Jiwa Moyez, Nyanhanda Tafadzwa, Dodson Michael
School of Medicine, Melbourne Clinical School, The University of Notre Dame Australia, Werribee, Australia.
Medical Education Unit, Werribee Mercy Hospital, Mercy Health, Werribee, Australia.
Interact J Med Res. 2023 May 29;12:e42001. doi: 10.2196/42001.
There is evidence that showing motivated people with a less-than-ideal BMI (>25 kg/m) digital and personalized images of their future selves with reduced body weight will likely trigger them to achieve that new body weight.
The purpose of this study is to assess whether digital avatars can trigger weight management action and identify some of the measurable factors that distinguish those who may be triggered.
A prospective cohort study followed participants for 12 weeks through 5 recorded interviews. Participants were screened for suitability for the study using the Cosmetic Procedure Screening Questionnaire as a measure of body dysmorphia. At interview 1, participants were shown 10 images from a "Food-pics" database and invited to estimate their calorie value. The intervention, the FutureMe app, delivered at interview 2, provided each participant an opportunity to see and take away a soft copy of an avatar of themselves as they might appear in the future depending on their calorie consumption and exercise regimen. Participants completed the readiness for change (S-Weight) survey based on Prochaska Stages of Change Model and the processes of change (P-Weight) survey. Any changes in diet, exercise, or weight were self-reported.
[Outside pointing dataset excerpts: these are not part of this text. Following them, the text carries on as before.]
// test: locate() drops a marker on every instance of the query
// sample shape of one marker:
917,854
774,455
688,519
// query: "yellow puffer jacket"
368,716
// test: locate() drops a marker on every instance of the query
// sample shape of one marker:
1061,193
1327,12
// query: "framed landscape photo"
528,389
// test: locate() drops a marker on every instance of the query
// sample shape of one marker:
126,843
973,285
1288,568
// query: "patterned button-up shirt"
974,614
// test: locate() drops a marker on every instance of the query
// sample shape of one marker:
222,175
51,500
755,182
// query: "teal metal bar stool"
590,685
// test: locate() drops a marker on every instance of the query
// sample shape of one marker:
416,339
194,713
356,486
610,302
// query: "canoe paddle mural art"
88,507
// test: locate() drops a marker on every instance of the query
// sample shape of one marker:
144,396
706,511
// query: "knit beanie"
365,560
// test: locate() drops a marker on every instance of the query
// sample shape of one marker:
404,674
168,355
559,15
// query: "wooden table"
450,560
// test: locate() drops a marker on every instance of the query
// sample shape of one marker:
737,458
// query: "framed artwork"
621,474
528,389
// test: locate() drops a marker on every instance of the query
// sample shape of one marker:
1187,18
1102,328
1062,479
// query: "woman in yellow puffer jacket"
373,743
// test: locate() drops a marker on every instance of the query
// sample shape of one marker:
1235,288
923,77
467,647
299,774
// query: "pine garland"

A total of 87 participants were recruited, and 42 participants completed the study (48% of recruited participants). Body dysmorphia was a rare but possible risk to participation. The majority (88.5%) of the participants were female and older than 40 years. The average BMI was 34.1 (SD 4.8). Most people wanted to reduce to a BMI of 30 kg/m or lose on average 10.5 kg within 13 weeks (-0.8 kg per week). Most participants stated that they would achieve these results by limiting their calorie intake to 1500 calories per day and taking the equivalent of 1 hour of bicycling per day. At interview 1, more participants were in the preparation stage of behavior change than in subsequent interviews. By interview 5, most of the participants were at the maintenance stage. Participants who overestimated the recommended number of calories were more likely to be in the contemplation stage (P=.03).
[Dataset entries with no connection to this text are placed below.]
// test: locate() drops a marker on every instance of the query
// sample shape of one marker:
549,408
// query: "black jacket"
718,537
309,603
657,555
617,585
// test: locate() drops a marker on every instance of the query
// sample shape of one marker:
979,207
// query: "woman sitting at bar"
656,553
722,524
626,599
Volunteers who participated in the study were mainly women older than 40 years and beyond the contemplation stage of change for weight management, and those who took weight management action were demonstrated to have a more accurate idea of the calorie content of different foods. Most participants set ambitious targets for weight loss, but few, if any, achieve these goals. However, most people who completed this study were actively taking action to manage their weight.
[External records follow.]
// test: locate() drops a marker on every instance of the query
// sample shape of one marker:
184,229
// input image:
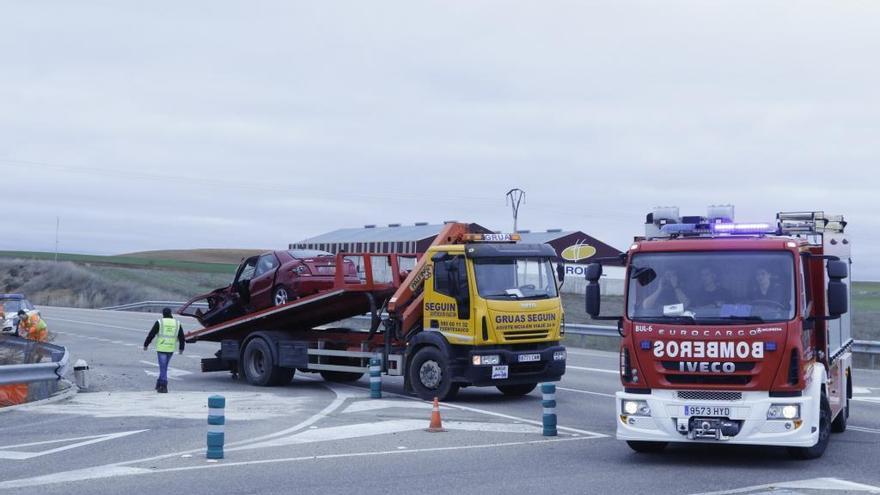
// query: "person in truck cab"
668,292
710,292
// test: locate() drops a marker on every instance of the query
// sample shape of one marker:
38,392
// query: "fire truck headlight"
784,411
636,408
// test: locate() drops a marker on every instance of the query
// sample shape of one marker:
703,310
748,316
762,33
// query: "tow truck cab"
735,333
Australian New Zealand Clinical Trials Registry ACTRN12619001481167; https://www.anzctr.org.au/Trial/Registration/TrialReview.aspx?id=378055&isReview=true.
有证据表明,向体重指数(BMI)不理想(>25kg/m²)但有积极性的人展示他们未来体重减轻后的数字化个性化形象,可能会促使他们实现新的体重目标。
本研究旨在评估数字虚拟形象是否能引发体重管理行动,并确定一些可衡量的因素,以区分可能被触发的人群。
一项前瞻性队列研究对参与者进行了为期12周的跟踪,共进行5次记录访谈。使用《美容手术筛查问卷》作为身体畸形恐惧症的衡量标准,对参与者进行研究适用性筛查。在第一次访谈中,向参与者展示了来自“食物图片”数据库的10张图片,并邀请他们估计其卡路里值。在第二次访谈中提供的干预措施——FutureMe应用程序,让每位参与者有机会查看并带走一张自己未来可能出现的虚拟形象软拷贝,这取决于他们的卡路里摄入量和锻炼方案。参与者根据普罗查斯卡改变阶段模型完成了改变准备度(S-Weight)调查和改变过程(P-Weight)调查。饮食、锻炼或体重的任何变化均为自我报告。
共招募了87名参与者,42名参与者完成了研究(占招募参与者的48%)。身体畸形恐惧症是参与研究的一种罕见但可能存在的风险。大多数(88.5%)参与者为40岁以上女性。平均BMI为34.1(标准差4.8)。大多数人希望将BMI降至30kg/m²或在13周内平均减重10.5kg(每周-0.8kg)。大多数参与者表示,他们将通过将每日卡路里摄入量限制在1500卡路里,并每天进行相当于1小时的骑自行车运动来实现这些结果。在第一次访谈时,处于行为改变准备阶段的参与者比后续访谈时更多。到第五次访谈时,大多数参与者处于维持阶段。高估推荐卡路里摄入量的参与者更有可能处于思考阶段(P=0.03)。
参与该研究的志愿者主要是40岁以上且超出体重管理改变思考阶段的女性,那些采取体重管理行动的人对不同食物的卡路里含量有更准确的认识。大多数参与者设定了雄心勃勃的减肥目标,但很少有人(如果有的话)实现这些目标。然而,大多数完成本研究的人都在积极采取行动管理体重。